An organ transplant always carries the risk of rejection because the patient’s immune system recognizes the transplanted organ as foreign. One reason why organs are rejected is that the donor’s and the recipient’s human leukocyte antigen (HLA) proteins do not match. The immune system recognizes this mismatch and attacks the foreign HLA proteins on the transplanted organ.
TX200 is a chimeric antigen receptor (CAR) T-cell therapy that uses a subset of the patient’s regulatory T-cells, which are part of the immune system. The regulatory T-cells are first collected from the patient and then genetically engineered to target HLA-A2, a type of HLA protein. TX200 binds to HLA-A2 molecules on the transplanted kidney, suppressing the immune response against the organ.
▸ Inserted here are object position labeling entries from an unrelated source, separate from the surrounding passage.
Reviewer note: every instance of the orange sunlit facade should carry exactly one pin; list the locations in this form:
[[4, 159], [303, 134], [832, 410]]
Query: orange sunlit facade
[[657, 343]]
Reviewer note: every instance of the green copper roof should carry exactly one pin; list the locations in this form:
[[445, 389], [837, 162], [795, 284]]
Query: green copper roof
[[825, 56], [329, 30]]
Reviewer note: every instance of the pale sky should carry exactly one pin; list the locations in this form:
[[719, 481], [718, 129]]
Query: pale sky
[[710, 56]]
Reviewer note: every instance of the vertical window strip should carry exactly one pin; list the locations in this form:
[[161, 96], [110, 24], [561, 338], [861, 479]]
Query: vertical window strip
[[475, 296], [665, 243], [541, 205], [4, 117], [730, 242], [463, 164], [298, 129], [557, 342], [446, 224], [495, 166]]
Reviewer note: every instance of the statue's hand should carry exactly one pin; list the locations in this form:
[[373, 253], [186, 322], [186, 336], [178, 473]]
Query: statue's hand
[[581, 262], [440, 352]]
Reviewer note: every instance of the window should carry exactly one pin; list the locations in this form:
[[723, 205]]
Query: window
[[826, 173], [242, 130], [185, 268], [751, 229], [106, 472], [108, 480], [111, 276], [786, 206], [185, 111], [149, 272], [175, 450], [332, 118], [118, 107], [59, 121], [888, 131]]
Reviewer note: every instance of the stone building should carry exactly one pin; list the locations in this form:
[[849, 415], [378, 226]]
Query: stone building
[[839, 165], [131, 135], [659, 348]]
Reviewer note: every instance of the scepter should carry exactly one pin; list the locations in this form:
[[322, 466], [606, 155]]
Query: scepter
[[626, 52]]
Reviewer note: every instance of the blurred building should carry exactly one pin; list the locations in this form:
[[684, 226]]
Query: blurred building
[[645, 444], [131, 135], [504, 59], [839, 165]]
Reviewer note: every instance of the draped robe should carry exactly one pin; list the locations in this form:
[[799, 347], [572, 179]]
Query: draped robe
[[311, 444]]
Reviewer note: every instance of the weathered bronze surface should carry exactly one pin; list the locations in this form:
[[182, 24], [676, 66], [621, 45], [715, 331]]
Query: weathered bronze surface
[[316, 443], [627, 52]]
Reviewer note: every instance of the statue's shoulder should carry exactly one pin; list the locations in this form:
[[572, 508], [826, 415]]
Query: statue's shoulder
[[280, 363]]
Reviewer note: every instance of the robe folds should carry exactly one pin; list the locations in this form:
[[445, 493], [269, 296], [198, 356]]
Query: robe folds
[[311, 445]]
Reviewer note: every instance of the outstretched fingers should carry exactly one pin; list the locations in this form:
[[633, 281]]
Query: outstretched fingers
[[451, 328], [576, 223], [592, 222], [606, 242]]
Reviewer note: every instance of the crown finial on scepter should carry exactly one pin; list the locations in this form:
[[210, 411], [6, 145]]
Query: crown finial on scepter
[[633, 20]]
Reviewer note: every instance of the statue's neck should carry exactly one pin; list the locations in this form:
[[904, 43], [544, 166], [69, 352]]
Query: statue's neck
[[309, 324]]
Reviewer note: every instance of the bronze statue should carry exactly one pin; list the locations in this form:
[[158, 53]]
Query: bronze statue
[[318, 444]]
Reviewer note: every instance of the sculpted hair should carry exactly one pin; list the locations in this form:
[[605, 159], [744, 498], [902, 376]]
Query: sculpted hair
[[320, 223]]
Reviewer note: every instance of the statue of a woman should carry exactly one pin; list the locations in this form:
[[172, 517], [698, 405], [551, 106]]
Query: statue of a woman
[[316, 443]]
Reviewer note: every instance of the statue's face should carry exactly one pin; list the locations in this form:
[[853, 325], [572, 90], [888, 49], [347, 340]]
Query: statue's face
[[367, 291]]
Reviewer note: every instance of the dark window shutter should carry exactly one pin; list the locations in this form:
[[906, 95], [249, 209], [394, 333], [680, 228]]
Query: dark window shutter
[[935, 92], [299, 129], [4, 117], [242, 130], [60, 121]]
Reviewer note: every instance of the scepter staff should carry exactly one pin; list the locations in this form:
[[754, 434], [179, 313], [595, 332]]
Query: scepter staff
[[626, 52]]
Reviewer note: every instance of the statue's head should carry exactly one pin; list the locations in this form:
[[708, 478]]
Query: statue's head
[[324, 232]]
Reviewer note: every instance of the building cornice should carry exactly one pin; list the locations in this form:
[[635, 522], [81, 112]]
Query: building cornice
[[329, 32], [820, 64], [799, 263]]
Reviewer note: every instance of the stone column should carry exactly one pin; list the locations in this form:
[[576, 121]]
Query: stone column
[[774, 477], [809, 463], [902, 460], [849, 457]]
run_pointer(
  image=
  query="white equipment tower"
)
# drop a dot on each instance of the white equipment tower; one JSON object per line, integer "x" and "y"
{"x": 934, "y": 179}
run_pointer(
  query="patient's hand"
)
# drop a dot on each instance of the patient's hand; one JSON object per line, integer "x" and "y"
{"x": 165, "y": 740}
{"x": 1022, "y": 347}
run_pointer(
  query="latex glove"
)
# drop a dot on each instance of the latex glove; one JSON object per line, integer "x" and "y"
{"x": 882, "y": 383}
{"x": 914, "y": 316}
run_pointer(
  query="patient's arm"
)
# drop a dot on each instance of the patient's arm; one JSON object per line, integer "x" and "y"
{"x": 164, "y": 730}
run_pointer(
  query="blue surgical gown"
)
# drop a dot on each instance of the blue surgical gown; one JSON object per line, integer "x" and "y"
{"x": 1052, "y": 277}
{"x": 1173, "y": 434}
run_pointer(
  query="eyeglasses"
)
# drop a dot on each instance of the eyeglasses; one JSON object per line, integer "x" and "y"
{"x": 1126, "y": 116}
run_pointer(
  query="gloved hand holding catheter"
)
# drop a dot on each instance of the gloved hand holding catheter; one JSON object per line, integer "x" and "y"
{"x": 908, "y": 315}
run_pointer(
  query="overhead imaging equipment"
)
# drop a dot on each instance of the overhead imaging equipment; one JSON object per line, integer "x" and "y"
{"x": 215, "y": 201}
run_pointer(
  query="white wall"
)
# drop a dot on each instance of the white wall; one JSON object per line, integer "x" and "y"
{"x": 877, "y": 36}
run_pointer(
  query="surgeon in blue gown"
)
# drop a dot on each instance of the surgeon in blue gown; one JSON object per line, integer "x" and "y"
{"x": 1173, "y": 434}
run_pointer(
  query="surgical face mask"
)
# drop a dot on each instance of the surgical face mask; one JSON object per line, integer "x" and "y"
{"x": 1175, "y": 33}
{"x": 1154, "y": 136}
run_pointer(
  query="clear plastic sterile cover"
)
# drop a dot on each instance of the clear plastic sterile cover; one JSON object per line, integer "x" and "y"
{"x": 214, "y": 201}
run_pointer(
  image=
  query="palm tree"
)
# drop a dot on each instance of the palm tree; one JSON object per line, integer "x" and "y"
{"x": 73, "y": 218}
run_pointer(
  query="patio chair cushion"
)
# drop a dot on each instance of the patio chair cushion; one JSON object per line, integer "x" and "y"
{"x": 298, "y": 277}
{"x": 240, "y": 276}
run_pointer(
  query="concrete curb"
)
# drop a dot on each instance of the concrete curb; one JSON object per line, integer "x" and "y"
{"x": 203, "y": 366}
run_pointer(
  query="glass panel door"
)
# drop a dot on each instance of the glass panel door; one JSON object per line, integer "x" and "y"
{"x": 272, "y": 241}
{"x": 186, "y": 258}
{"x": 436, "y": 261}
If treatment with TX200 turns out to be effective, it may reduce or replace the use of immunosuppressant medications that organ transplant patients have to take for the rest of their lives.
TX200 in clinical trials
TX200 has not yet been tested in clinical trials.
Sangamo plans to conduct a multicenter, open-label, first-in-human Phase 1/2 clinical trial called STEADFAST to assess the potential of TX200 in preventing immune-mediated rejection of kidney transplants.
The study, which will test single ascending doses of TX200, will be carried out in the U.K., France, the Netherlands, Germany, and Belgium. The first trial sites are expected to open in 2020.